I am fairly confident of the definition of CNF and DNF (e.g. why $ (P \land Q)$ in both CNF and DNF.
However, I'm a little shaky when it comes to converting between the two normal forms. Is it possible to just follow some mechanical steps to arrive at the answer?
Have I got the right idea below:
$(P \rightarrow Q) \land (S \rightarrow R)$
$(\neg P \lor Q) \land (\neg S \lor R)$ First, convert all connectives to $\{\neg, \land,\lor\} $. Formula is in CNF.
$((\neg P \lor Q) \land \neg S) \lor ((\neg P \lor Q)\land R)$ Use Distributive law. Not in DNF.
$((\neg P \land \neg S) \lor (Q \land \neg S)) \lor ((\neg P \land R) \lor (Q \land R))$ Distribute again. Now in DNF.

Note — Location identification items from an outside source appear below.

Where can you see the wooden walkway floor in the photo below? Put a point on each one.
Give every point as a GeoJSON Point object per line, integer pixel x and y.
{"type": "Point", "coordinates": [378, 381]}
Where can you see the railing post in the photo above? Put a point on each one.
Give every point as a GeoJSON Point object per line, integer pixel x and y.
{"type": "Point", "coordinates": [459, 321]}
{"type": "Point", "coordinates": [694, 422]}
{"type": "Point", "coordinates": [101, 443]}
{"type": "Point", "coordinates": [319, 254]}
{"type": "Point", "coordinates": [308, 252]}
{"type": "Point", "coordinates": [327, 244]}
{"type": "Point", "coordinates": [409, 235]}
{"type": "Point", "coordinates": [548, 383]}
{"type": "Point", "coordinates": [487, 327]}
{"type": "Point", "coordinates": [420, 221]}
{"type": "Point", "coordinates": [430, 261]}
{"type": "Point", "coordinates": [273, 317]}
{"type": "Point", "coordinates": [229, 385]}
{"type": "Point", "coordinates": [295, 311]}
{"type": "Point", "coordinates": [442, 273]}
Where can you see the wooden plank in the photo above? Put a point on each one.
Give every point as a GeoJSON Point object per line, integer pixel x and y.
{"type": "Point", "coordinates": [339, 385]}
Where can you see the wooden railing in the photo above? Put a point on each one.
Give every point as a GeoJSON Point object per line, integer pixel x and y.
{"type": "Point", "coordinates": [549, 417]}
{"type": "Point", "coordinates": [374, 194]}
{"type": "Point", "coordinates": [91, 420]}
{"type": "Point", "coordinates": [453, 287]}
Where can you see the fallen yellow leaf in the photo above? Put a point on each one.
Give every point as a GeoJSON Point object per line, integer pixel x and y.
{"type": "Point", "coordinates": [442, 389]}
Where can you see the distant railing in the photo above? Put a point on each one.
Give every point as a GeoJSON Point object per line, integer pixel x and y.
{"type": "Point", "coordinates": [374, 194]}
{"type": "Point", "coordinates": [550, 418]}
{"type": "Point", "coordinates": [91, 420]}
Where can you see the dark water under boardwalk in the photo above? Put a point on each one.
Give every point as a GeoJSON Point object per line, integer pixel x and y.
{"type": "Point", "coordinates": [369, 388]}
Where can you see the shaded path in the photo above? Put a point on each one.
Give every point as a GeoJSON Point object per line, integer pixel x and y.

First, I got rid of all connectives not allowed in CNF/DNF. Then I Used the distributive law repeatedly until the CNF formula became DNF.
Is this a good way to go about it?
I've taken the earlier problem and changed it to the below:
$$ (P \rightarrow Q) \lor (S \rightarrow R)$$
My solution:
$$(\neg S \lor\neg P) \lor (\neg S \lor Q) \lor (\neg P \lor R) \lor (Q \lor R)$$
Simplified:
$$\neg S \lor \neg P \lor Q \lor R$$ This should be in CNF right? Since there is no disjunction>Conjunction>Disjunction in the syntax tree of this formula. Same reason $(P \lor Q)$ can be both CNF and DNF.
Meaning that a formula consisting only of Conjunction or Disjunctions is both CNF and DNF. I realise that I could just put in $(\neg P \lor Q) \lor (\neg S \lor R)$. Just wanted to see if other representations are OK.